Occorre precisare che la gestione di una farmacia comunale da parte di un comune si contraddistingue quale servizio pubblico locale a rilevanza economica, strettamente connesso con il diritto alla salute dei cittadini, restando marginale la natura commerciale dell’attività del farmacista. Tale assunto porta a ritenere che la partecipazione societaria da parte di un comune alla gestione di una farmacia non ricada nell’obbligo di dismissione sancito dalla legge 244/2007.
Così ha stabilito la Corte dei conti, sez. regionale di controllo per le Marche, nella deliberazione n. 57 del 7 agosto 2013.
Per una migliore comprensione della questione in esame è necessaria una breve ricostruzione normativa in ordine ai vincoli imposti dal legislatore in materia di partecipazione societaria.
Come stabilito dall’art. 3, comma 27, della legge 24.12.2007, n. 244 le amministrazioni pubbliche non possono costituire società aventi per oggetto la finalità di produzione di beni e servizi non strettamente necessari per il perseguimento delle proprie finalità istituzionali, né assumere o mantenere direttamente partecipazioni , anche di minoranza, in tali società.
Risulta invece sempre consentita la costituzione di società finalizzate alla produzione di servizi di interesse generale, nonché l’assunzione di partecipazioni in dette società.
Nella ricostruzione del quadro normativo assume rilevanza anche l’art. 14, comma 32, del d.l. 78/2010, convertito in legge 122/2010, il quale dispone che, fermo quanto previsto dall’art. 3, commi 27, 28 e 29, della legge 24.12.2007, n. 244, i comuni con popolazione inferiore a 30.000 abitanti non possono costituire società.

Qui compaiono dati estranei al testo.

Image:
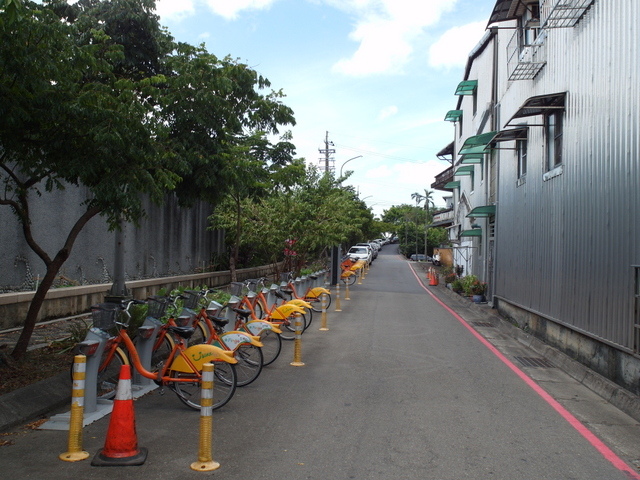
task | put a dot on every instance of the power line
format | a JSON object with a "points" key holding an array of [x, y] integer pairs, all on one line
{"points": [[381, 155]]}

Entro il 31 dicembre 2012 (il termine è stato poi prorogato di 9 mesi) detti comuni dovevano mettere in liquidazione le società già costituite alla data di entrata in vigore del citato decreto, ovvero ne dovevano cedere le partecipazioni. Tuttavia dette disposizioni non trovano applicazione per i comuni con popolazione fino a 30.000 abitanti nel caso di società già costituite, le quali:

  1. avessero, al 31 dicembre 2012, il bilancio in utile negli ultimi tre esercizi;
  2. non avessero subìto, nei precedenti esercizi, riduzioni di capitale conseguenti a perdite di bilancio;
  3. non avessero subìto, nei precedenti esercizi, perdite di bilancio in conseguenza delle quali il comune fosse stato gravato dell’obbligo di procedere al ripiano delle perdite medesime.

Tuttavia, come si diceva in premessa, ad avviso della Corte la gestione di una farmacia comunale costituisce modalità di assunzione di un servizio locale, tendenzialmente di rilevanza economica, che per espressa scelta legislativa (art. 23-bis, comma 1, del decreto-legge n. 112 del 25.6.2008) è stata sottratta all’applicazione della disciplina di liberalizzazione in materia di servizi pubblici locali pur tuttavia la scelta di esclusione operata dal legislatore non elide la natura di servizio pubblico locale in termini di qualificazione giuridica del servizio di gestione della farmacia comunale, che si contraddistingue per i suoi elementi di specialità normativa, considerata la stretta connessione con il diritto alla salute dei cittadini.
Nei termini sopra esposti, pertanto, la Corte ha ritenuto che l’esercizio dell’attività di gestione di una farmacia da parte del comune non ricada nell’obbligo di dismissione delle partecipazioni societarie previsto dall’art. 14, comma 32, del d.l. 78/2010.